Performance overview: Qwen2.5-VL-72B and selected models on major multimodal leaderboards. The 7B variant achieves competitive relative scores.
The model supports a range of scientific, commercial, and industrial applications. In financial services, it parses invoices and structured tables, producing machine-readable outputs that can be used for automation. In digitalization, it performs information extraction from legal, logistics, and qualification documents. Its agentic capabilities allow it to interact with virtual environments, acting as a visual agent for UI manipulation, robotic task execution, and digital assistance.
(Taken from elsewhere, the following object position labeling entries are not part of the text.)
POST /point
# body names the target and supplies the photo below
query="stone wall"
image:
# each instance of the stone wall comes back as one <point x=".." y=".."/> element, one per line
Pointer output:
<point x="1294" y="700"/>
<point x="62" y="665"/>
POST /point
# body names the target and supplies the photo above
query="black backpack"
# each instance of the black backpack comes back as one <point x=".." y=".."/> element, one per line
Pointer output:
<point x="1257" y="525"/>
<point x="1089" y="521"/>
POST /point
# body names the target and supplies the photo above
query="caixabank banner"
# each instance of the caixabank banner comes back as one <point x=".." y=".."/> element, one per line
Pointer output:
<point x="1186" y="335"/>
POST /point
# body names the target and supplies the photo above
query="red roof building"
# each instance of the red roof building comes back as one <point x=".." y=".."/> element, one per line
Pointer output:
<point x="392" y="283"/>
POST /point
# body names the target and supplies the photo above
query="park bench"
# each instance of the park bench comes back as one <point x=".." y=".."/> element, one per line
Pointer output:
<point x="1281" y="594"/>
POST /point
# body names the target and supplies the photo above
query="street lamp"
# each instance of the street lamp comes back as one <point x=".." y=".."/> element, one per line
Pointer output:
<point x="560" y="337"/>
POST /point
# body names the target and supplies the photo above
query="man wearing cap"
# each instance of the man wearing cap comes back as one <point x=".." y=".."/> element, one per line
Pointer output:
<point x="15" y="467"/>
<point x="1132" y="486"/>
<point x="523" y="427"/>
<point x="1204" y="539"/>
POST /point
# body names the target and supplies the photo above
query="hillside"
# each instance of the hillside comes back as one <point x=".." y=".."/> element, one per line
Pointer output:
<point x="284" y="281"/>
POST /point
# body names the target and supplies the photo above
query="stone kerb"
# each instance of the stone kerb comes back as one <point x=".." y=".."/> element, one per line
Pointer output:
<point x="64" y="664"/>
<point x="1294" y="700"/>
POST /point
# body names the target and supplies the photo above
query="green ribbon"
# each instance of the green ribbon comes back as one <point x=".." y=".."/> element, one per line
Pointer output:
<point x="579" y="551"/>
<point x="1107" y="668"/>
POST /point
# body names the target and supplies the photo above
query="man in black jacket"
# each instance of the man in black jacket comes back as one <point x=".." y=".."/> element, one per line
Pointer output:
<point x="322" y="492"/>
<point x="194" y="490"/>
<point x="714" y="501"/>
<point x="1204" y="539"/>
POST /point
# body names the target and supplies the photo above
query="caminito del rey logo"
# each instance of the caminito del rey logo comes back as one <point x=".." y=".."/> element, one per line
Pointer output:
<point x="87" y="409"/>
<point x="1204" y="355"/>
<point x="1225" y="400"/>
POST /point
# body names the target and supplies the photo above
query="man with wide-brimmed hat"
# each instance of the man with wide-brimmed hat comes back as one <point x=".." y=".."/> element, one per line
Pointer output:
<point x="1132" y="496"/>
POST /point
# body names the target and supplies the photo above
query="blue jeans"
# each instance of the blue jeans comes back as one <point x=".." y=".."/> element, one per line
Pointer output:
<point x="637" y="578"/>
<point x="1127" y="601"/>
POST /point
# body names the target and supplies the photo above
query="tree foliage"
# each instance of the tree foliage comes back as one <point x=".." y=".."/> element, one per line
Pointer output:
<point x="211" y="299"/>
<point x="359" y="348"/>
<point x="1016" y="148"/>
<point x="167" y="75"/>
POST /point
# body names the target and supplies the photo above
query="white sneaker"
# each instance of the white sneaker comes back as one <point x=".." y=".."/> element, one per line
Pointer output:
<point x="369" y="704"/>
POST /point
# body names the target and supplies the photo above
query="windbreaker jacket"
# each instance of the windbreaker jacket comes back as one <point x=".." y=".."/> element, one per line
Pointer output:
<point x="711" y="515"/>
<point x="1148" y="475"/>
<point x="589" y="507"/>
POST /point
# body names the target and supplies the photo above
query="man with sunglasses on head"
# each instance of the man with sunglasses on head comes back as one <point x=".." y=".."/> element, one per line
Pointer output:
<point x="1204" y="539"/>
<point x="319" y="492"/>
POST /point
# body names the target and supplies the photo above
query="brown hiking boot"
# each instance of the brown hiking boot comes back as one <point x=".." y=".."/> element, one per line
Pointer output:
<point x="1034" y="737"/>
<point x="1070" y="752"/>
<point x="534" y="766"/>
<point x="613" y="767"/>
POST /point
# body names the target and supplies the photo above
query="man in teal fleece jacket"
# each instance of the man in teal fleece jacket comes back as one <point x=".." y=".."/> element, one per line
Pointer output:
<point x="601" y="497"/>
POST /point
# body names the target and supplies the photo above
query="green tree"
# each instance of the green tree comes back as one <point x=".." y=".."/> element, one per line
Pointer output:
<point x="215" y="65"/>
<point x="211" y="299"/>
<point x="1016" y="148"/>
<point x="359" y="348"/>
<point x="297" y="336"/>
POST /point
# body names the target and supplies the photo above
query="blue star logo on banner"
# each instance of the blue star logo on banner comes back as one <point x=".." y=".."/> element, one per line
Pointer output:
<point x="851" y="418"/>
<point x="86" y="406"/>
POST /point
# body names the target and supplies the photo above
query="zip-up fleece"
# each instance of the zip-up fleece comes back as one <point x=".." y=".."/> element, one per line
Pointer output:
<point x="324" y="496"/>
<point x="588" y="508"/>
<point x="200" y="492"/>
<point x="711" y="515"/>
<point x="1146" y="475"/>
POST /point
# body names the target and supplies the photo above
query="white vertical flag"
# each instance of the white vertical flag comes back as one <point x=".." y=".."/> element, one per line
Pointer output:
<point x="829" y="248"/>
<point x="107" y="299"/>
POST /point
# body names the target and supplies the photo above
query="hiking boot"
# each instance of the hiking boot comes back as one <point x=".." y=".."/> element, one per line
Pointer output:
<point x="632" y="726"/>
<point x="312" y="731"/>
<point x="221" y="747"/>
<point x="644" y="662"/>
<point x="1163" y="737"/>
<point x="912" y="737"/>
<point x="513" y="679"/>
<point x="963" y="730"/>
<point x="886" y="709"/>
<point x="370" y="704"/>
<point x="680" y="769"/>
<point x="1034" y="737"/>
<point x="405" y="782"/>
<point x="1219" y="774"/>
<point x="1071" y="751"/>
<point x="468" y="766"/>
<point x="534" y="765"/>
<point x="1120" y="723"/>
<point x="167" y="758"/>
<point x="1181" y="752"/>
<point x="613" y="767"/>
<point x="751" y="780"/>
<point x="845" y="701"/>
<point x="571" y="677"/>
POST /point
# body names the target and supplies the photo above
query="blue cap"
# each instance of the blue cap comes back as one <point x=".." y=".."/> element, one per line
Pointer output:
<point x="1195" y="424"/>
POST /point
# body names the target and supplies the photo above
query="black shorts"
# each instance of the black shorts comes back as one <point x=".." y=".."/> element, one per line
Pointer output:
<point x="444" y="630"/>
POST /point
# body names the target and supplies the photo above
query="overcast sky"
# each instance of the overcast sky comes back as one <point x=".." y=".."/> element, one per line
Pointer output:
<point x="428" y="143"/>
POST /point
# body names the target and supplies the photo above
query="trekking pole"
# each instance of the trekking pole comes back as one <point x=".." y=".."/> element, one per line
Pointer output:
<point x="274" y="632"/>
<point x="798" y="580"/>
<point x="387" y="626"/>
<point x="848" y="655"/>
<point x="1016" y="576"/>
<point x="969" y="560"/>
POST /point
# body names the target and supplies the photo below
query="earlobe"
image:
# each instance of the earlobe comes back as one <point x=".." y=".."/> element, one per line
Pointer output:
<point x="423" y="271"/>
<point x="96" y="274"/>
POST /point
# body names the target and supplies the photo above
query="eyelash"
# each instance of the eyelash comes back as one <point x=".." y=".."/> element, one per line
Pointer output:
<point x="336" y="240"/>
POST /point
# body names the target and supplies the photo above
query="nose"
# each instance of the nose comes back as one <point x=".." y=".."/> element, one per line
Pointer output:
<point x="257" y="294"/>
Another primary use case is multimedia analysis, including reasoning over long videos, structuring event timelines, and extracting salient information for downstream automation or content management tasks.
Limitations
While Qwen2.5 VL 7B achieves high accuracy on most tasks, there remain open challenges in certain benchmark areas. The model underperforms on complex math and challenging college-level problems relative to much larger models or systems specialized for such reasoning. For Arabic OCR, performance trails that of some closed-source systems. Tasks requiring advanced mapping and 3D navigation, such as Vision-Language Navigation (VLN), reveal limitations in spatial modeling and the accurate construction of structured maps from fragmented input images. The model’s inference pipeline currently supports only local video files for analysis, with web-based video support depending on the stability of third-party libraries.
Licensing and Availability
Qwen2.5 VL 7B is openly available under the Apache-2.0 license for research and development, promoting transparency and collaborative scientific progress.